If you needed a good mad for the day, here’s all you’ll require to get it: a story about how young evangelists have been recently spotted happily preying upon vulnerable elderly people in nursing homes.

Armed with zeal and canned proselytization scripts (which not even all the nursing home residents can actually follow along with, according to the story’s link there, but that’s as if lack of comprehension bothers or stops zealots because magic spells are magical even if the targets don’t understand them), these young people troop from home to home, exhorting old people who are about to die to get saved so they’ll go to Heaven. They intrude upon these residents, take up their time, and proselytize at them whether they can understand the language or not or can actually even hear them or not, all in hopes of making some last-second conversions for Jesus. And then they leave like a swarm of locusts and high-five each other for doing such wonderful, valuable work for DA LAWD and share war stories about the miracles they think they’ve seen and unleashed.

And the nursing homes let them do this vile work.

You can’t see me right now, but rest assured I am absolutely livid and spluttering. I’m trying to even find words for my reaction to this news and all I can do is curse. This blog post represents the most civil response I can muster to this story.

The news isn’t all bad. Critics even include ministers, one of whom was quoted for the story and who characterizes these evangelists’ efforts as “disrespectful.”

la tieta │la tía soltera │the old maid

la tieta │la tía soltera │the old maid (Photo credit: jesuscm). A toxic Christian would see this woman as a big bullseye target.

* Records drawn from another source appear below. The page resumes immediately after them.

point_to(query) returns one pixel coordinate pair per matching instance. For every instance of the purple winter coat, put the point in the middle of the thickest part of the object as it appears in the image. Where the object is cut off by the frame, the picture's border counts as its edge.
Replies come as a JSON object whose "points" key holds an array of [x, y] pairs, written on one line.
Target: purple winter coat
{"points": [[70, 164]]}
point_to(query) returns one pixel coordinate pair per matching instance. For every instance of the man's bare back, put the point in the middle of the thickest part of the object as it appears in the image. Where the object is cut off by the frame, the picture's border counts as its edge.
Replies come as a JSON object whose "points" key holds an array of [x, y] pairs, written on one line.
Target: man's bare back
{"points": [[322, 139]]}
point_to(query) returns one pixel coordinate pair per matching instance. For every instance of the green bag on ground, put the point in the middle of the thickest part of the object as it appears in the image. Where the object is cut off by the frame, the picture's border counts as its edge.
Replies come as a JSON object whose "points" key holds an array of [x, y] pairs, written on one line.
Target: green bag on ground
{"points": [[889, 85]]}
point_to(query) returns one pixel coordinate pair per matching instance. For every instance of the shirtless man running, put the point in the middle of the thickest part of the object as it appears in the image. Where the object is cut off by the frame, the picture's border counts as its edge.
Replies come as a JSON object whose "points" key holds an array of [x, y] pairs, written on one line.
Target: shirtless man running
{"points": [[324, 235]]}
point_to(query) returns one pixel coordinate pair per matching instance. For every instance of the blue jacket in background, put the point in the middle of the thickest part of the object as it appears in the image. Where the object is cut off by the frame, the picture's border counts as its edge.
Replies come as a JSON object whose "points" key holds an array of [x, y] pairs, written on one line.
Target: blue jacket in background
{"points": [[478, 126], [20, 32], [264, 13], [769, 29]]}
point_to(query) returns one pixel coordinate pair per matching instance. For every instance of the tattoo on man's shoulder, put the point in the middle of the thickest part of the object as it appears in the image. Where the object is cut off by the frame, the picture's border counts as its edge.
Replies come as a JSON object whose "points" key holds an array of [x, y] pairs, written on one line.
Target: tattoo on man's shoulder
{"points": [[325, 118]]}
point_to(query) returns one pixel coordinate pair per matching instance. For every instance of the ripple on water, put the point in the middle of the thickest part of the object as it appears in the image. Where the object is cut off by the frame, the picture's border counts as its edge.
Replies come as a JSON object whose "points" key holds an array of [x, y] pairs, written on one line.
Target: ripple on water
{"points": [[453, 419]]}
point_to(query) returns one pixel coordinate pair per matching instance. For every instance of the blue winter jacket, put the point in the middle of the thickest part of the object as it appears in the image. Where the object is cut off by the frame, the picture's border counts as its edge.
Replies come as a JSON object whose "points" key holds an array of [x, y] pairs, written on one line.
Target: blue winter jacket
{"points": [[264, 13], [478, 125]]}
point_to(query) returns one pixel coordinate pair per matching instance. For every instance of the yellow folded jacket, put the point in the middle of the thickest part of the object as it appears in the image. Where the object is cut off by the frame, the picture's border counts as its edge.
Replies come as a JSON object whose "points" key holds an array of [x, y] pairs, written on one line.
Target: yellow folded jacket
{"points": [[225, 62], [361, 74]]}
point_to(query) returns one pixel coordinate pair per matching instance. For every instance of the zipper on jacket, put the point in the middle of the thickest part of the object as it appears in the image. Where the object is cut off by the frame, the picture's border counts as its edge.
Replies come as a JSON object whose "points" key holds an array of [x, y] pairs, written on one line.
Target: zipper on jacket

I can see why. There’s no mention whatsoever of these young people going to the nursing homes for any reason other than to evangelize. They aren’t visiting with them just to be loving and friendly. They’re not bringing nice things to eat or new bathrobes or slippers or whatever nursing-home residents would like to have. They’re not putting on little shows or playing music or even just playing cards and listening to their elders. And they’re certainly not reserving a main room to allow interested people to come to them first to hear their message if they want to hear it. I wouldn’t even mind if they were doing it that way. That’d be totally fine. When I was in my teens, there was a story going around that the US Navy was setting up kiosks at theaters playing Top Gun to entice young people into looking into joining, and my sister ended up in JROTC as a result of one of these, apparently (I seem to recall her saying something like that and it was at about the right time, but don’t quote me on this). People got mad about what the Navy was doing, but I didn’t see the problem; they were capitalizing on people’s nationalistic fervor after seeing a movie that (if they joined) they’d quickly enough discover had next to nothing to do with real Navy service. But they weren’t forcing anybody to join or even to listen to them. Voluntary things like that are fine with me. But that is not what is happening now.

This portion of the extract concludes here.